12 Suicidal Teens (Juni Nin no Shinitai Kodomotachi)
Run Time 118 mins.
Opens Now Showing

If he has been murdered, they realize, one of them is responsible. Their nascent group unity begins to crumble. If they are to go to their deaths as one, they decide, they first have to unmask the killer in their midst.

With the stage set for a puzzle-plot murder mystery, I was wondering when and how more bodies would turn up. But the film undercuts this expectation, while keeping the whodunit tension high. The 12 soon discover clues everywhere, from a boy’s sneaker in the women’s restroom to two chairs shoved halfway into the elevators to keep the doors from closing.

As they try to figure out what they mean, the protagonists bond, clash and reveal the reasons why they seek death. The boisterous Kenichi (Yuto Fuchino) was bullied for being socially clueless. The “Goth Lolita” fashionista Mitsue (Kotone Furukawa) wants to follow a favorite musician into the great beyond.
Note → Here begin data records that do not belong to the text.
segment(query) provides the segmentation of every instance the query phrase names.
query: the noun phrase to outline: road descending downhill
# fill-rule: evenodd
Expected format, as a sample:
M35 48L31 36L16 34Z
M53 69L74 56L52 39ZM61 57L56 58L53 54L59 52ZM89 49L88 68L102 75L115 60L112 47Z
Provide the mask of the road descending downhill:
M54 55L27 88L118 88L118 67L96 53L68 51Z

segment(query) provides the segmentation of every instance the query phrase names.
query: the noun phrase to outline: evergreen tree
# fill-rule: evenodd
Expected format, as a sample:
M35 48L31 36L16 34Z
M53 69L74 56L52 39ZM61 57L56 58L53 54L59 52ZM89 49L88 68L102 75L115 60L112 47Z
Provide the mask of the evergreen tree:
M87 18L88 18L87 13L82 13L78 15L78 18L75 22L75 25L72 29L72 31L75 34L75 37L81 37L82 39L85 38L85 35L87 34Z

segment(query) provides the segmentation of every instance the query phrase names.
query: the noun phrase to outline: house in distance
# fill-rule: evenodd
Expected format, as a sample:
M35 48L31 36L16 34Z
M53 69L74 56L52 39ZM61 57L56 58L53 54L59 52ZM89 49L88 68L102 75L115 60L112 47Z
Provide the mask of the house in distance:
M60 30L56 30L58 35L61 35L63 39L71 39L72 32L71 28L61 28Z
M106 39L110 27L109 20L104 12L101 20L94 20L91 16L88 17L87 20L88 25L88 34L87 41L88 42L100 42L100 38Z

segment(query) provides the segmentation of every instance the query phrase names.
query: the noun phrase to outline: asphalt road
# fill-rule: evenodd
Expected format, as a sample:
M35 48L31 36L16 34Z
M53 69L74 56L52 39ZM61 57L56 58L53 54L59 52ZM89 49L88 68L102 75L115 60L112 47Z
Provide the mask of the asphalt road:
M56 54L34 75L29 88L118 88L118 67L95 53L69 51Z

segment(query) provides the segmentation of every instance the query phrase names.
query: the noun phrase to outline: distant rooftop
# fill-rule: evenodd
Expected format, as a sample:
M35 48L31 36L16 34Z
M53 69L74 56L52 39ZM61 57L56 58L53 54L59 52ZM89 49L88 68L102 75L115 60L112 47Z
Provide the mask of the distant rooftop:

And, most sympathetically, the terminally ill Shinjiro (Mackenyu Arata) wants to die on his own terms.

Some of the suicidal are harder to figure out. Clad entirely in black, Anri (Hana Sugisaki) is whip-smart and tough-minded. After the apocalypse, she would emerge a survivor. Instead she wants to end it all. And there is Nobuo (Takumi Kitamura), a good-looking guy who describes himself as popular. What is his problem?

The stories of the 12 come out, as they must, but the film does not delve sentimentally into their pasts. There are no hokey flashbacks, no overwrought tears.

There are, however, distinctive, focused performances from the 12 principals, especially Sugisaki. All but unrecognizable from her previous roles, including her breakout as a schoolgirl who befriends a troubled artist in 2015’s “Pieta in the Toilet,” Sugisaki is the film’s strongest presence: dark, intense and, in anger, incandescent.

Tsutsumi has made many visually fluent, eminently forgettable films over the years, but shows a more serious and thoughtful side in this one, while keeping the proceedings up to his usual fast pace. Despite its unfortunate English title, “12 Suicidal Teens” is a film that might well speak to teens like the ones in the film — and save lives.